Alcohol use disorders are in part characterized by the loss of control over alcohol drinking and the emergence of negative emotionality during abstinence from alcohol. While the brain regions and neurotransmitter systems affected by chronic alcohol exposure are well characterized, our understanding of the specific neural circuits driving drinking escalation and negative affect during withdrawal remains limited. We have generated data indicating that neurons located in the parasubthalamic nucleus (PSTN), a small region of the posterior lateral hypothalamus whose function in addiction is currently unknown, may be a critical component of this circuitry. Specifically, we show that chemogenetic stimulation of PSTN neurons expressing the neuropeptide corticotropin- releasing factor (CRF) replicates the behavioral symptomatology of withdrawal and that PSTN neurons become activated in ethanol-dependent mice experiencing withdrawal.

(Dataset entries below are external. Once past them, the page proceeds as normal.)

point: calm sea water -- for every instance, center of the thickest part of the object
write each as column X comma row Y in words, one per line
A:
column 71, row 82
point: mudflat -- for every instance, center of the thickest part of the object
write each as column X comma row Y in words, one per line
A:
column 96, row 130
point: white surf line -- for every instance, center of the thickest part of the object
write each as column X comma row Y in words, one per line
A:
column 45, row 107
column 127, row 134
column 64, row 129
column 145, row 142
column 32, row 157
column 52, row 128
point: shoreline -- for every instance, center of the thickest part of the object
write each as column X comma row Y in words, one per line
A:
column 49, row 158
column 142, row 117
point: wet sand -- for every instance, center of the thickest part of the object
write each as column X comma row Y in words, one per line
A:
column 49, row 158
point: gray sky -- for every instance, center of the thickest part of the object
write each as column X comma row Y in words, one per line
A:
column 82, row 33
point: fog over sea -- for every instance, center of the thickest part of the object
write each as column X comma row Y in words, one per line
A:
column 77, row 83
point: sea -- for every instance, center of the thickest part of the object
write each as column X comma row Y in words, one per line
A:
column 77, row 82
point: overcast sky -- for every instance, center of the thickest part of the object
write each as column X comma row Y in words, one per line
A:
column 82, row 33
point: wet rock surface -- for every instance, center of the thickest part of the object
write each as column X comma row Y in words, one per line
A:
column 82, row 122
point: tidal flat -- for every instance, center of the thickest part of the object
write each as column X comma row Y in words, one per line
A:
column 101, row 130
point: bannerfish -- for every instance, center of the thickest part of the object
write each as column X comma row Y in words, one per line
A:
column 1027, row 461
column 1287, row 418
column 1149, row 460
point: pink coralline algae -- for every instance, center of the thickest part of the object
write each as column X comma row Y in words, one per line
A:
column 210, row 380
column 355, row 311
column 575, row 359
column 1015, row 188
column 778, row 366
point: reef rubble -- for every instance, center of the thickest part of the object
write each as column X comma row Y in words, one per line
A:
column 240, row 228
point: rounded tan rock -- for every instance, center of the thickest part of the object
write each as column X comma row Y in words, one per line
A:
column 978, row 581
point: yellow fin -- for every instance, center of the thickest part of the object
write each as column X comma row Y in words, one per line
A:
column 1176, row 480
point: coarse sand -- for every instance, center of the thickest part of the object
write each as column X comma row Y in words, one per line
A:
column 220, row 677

A first aim of this proposal is to explore the mechanisms underlying the phenotypes resulting from the chemogenetic activation of PSTN CRF neurons. We will evaluate the contribution of PSTN neurons projecting to the central nucleus of the amygdala (as opposed to other targets of the PSTN) and the role of CRF signaling (as opposed to other neurotransmitters co-released by PSTN CRF neurons). Another goal is to test the hypothesis that the PSTN is a critical node of the neuronal network driving the behavioral symptomatology of ethanol withdrawal. We will determine whether the activation of PSTN neurons is necessary to the expression of withdrawal symptoms in dependent mice, whether it drives the activation of downstream central amygdala neurons, and which neurotransmitter is implicated. Finally, we aim to understand how PSTN neurons become activated during ethanol withdrawal. We will use retrograde tracing combined with c-Fos mapping as well as electrophysiological recordings to investigate the mechanisms controlling the activity of PSTN neurons in the context of ethanol withdrawal. Throughout the project, we will leverage state-of-the-art genetic tools for the functional manipulation of specific neural pathways, local silencing of gene expression and neuronal mapping, along with whole-brain imaging. In addition, we will use a well- validated mouse model of ethanol dependence that we have refined with novel measures of affective perturbation. Altogether, the proposed experiments are designed to enhance our understanding of the neural circuitry that contributes to motivational and emotional dysfunction in alcohol use disorders and may provide novel avenues for the development of more efficacious treatments.
This research project investigates the role of a small region of the hypothalamus, the parasubthalamic nucleus, in the behavioral symptoms of alcohol dependence. This work will refine our understanding of the neural circuits and molecular mechanisms that are responsible for excessive drinking and affective dysfunction in alcohol use disorders.